Make sure your children’s ID cards match your address
Posted October 18th, 2016.
Categories: Child Custody, Custody Tips, Family Law.
It sounds like a routine administrative task, but it could have important consequences in a custody case: Make sure your children’s identification cards and registration records reflect your home address. Especially where the child has been moving between one parent and another, or where the family has moved recently as a whole, it is important to update ID cards to reflect the child’s permanent and current home address.
When a parent fails to maintain updated records and ID cards for the kids, a court may draw improper inferences. A judge could infer that the parent is transient, unstable, and not intending to remain at the same address for long.
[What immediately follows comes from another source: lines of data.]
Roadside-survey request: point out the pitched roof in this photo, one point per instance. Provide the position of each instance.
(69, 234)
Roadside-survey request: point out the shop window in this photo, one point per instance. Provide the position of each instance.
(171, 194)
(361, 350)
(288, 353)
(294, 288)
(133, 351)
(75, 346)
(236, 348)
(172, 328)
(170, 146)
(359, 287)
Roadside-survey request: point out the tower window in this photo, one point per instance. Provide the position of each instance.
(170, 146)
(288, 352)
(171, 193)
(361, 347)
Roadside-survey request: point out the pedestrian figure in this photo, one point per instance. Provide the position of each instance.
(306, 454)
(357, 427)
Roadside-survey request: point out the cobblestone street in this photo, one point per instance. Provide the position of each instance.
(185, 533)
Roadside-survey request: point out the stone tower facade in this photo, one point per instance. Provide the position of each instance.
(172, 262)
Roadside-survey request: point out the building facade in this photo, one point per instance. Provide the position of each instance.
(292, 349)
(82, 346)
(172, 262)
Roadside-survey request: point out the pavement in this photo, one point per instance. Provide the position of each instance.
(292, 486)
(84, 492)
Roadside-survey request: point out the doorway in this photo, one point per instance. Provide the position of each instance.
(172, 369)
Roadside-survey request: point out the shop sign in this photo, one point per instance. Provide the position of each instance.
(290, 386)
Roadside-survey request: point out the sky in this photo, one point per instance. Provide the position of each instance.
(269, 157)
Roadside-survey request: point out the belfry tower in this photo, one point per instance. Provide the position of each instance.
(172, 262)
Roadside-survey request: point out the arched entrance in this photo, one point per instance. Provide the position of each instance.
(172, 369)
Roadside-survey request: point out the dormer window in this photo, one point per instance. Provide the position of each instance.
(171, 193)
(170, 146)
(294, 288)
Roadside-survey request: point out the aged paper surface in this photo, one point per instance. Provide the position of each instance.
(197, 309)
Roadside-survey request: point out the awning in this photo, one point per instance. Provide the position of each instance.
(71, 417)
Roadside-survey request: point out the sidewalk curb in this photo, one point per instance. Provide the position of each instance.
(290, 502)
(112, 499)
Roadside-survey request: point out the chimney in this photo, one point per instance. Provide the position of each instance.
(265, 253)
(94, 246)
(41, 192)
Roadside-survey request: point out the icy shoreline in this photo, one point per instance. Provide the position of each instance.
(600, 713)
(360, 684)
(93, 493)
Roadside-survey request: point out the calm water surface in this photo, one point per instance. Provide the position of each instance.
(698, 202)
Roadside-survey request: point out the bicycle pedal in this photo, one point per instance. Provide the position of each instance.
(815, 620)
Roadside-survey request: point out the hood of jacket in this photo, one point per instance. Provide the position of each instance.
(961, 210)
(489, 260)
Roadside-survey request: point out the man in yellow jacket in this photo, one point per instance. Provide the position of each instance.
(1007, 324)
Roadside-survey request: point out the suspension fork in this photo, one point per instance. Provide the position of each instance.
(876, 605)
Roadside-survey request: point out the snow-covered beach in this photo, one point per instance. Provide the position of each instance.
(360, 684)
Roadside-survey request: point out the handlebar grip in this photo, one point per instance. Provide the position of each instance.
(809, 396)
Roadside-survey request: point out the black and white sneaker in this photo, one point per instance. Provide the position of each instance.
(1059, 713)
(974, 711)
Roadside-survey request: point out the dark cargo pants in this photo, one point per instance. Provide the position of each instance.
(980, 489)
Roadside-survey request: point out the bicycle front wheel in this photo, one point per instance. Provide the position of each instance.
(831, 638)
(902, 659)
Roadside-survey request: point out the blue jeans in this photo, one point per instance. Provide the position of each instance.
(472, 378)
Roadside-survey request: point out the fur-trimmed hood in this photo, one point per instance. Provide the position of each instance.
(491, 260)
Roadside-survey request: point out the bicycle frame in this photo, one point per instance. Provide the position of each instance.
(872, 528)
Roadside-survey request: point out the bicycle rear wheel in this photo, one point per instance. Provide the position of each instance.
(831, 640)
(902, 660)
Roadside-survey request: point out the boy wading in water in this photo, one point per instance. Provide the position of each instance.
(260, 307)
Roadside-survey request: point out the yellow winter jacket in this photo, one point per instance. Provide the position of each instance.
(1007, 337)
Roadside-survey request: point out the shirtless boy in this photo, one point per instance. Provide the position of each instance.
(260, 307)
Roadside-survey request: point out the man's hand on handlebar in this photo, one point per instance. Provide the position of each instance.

A judge could, depending on the other facts presented, conclude that the parent is trying to mislead creditors or authorities about where she and the children are really living. A judge could, if nothing else, think that the parent is just irresponsible by failing to manage her children’s identification cards and records.
If you are the custodial parent, then your home is the child’s main address. If you have a custody or visitation arrangement that’s defined by different terms (for example, you have “majority timesharing” of the child under Florida law), then your home is likewise the main address for the child. In such cases, you should double check all of the child’s cards and papers – school ID cards, church membership cards, Little League and community sports registration papers, health insurance cards, and the like. If you live in a town in which children can obtain public licenses, such as a fishing license or a dog license, these licenses should be updated too. The same goes for children who are old enough to obtain driver’s licenses.
Updating ID cards, licenses and registration documents is part of smart record-keeping. It is one small way – but a very important way – to gain an edge in a custody case and to prevent a court from drawing an improper inference.